The Institute and Faculty of Actuaries remains concerned that households in the UK are not saving enough for later life, that persistent gaps in retirement provision exist, and that action is needed to secure the long-term prospects of people in the UK. Pensions are only part of the solution, but an important part.
Genuine financial inclusion hinges on connecting the dots. Rather than being a separate consideration, pensions should be at the heart of the overall approach. This can be achieved through explicit measures to boost auto-enrolment coverage, tackle under-saving among low-income groups, and align payroll savings with pension pathways.
The UK can build an overall system where people are supported not just today, but for decades ahead.

Bringing these two agendas together now would offer the government its best chance of transformative change. If the Financial Inclusion Strategy is the overarching blueprint, then the Pensions Commission’s findings on adequacy and the State Pension Age Review can inform and shape the approach. Integration of this sort could turn two separate efforts into one powerful, coherent push for lifelong financial security.

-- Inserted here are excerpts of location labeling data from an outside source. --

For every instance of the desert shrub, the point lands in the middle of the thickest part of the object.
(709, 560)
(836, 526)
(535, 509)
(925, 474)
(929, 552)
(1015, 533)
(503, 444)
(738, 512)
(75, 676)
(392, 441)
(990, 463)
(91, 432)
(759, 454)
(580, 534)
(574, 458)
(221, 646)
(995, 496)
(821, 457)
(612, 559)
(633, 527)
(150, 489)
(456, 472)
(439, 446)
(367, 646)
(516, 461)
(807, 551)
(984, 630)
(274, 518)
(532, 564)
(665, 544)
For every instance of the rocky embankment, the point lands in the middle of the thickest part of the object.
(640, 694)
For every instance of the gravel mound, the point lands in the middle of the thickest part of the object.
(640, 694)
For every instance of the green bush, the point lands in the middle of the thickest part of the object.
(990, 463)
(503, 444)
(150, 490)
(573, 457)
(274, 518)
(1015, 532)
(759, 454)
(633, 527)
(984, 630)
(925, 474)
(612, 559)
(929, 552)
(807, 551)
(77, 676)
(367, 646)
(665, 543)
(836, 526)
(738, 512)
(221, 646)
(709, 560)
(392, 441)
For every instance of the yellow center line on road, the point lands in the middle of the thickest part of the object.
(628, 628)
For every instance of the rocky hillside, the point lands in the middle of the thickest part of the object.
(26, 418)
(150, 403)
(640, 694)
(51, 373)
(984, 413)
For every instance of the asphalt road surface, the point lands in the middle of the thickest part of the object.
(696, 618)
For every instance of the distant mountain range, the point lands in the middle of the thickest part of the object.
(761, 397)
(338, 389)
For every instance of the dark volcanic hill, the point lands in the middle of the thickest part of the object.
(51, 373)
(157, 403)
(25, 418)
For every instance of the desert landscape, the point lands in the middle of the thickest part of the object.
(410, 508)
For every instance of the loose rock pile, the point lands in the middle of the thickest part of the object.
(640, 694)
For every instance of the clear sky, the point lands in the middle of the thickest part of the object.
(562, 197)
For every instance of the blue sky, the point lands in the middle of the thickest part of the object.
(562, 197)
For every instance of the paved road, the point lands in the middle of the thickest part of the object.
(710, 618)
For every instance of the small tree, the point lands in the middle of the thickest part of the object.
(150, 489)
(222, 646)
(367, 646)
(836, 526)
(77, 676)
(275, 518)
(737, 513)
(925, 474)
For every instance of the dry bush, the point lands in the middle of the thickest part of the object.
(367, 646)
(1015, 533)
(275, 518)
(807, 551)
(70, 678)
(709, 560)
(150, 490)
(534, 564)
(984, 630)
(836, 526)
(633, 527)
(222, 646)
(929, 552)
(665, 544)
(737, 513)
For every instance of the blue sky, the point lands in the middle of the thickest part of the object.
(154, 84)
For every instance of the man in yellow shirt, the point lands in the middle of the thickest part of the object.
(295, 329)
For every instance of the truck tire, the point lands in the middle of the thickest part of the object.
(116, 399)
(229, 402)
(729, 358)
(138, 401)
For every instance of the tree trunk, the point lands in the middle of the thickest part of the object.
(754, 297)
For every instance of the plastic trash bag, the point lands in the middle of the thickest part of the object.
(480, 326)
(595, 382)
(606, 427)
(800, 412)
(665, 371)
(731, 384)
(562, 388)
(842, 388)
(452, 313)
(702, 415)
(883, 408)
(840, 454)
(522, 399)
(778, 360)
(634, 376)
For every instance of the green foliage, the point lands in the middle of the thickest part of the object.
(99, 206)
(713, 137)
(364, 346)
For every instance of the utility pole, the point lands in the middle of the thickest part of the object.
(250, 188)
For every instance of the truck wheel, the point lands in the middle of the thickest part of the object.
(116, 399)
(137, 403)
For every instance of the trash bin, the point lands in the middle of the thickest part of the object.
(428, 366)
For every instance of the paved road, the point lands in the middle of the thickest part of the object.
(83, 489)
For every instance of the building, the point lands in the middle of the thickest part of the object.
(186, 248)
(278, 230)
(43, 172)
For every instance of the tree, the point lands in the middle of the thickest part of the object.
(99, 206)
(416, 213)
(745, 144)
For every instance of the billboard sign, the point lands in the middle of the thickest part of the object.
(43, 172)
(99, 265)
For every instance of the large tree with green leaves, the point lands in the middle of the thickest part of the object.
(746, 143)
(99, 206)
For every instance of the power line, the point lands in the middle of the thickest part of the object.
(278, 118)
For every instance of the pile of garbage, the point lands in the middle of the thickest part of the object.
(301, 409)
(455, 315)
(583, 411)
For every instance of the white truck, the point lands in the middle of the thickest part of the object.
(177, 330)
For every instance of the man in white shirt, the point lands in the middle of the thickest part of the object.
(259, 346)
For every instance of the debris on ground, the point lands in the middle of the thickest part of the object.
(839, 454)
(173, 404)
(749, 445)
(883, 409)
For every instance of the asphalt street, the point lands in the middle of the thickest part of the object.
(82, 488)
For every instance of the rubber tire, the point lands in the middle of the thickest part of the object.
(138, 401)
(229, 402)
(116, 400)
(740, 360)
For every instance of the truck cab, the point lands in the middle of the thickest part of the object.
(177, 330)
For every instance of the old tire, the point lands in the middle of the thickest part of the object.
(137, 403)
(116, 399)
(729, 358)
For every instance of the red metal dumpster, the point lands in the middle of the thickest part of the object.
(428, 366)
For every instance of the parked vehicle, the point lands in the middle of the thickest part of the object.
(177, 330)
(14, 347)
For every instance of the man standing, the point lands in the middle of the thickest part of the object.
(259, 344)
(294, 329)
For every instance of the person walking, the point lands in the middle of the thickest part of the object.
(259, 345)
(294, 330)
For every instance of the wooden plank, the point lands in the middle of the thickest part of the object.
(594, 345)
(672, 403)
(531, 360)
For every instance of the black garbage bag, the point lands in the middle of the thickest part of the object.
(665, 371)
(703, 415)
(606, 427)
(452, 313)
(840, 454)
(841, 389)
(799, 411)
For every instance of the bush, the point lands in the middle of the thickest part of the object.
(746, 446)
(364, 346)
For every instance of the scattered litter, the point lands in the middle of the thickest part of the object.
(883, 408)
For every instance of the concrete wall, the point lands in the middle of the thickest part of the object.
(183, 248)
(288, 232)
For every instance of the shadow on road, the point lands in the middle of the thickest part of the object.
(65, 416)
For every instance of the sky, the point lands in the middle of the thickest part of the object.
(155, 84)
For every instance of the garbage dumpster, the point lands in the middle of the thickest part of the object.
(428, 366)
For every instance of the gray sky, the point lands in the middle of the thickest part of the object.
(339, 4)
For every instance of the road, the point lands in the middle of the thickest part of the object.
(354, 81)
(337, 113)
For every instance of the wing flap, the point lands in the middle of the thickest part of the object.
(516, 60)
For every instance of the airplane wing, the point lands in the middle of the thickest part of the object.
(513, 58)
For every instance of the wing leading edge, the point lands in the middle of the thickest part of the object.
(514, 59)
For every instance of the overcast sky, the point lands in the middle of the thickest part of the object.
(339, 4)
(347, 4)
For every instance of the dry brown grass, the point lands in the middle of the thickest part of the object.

Seizing this moment would enable cross-departmental synergy between the Treasury, the Department for Work and Pensions, and education bodies, fostering policies that address the full lifecycle of financial vulnerability.
The payoff is clear: higher pension participation among vulnerable groups, reduced long-term reliance on state support, lower inequality in old age, and a more trustworthy system that feels joined-up rather than fragmented.
In one joined-up framework, people get more than short-term financial fixes. They gain a real, reliable pathway to lifelong financial security.
Paul Sweeting is president of the Institute and Faculty of Actuaries.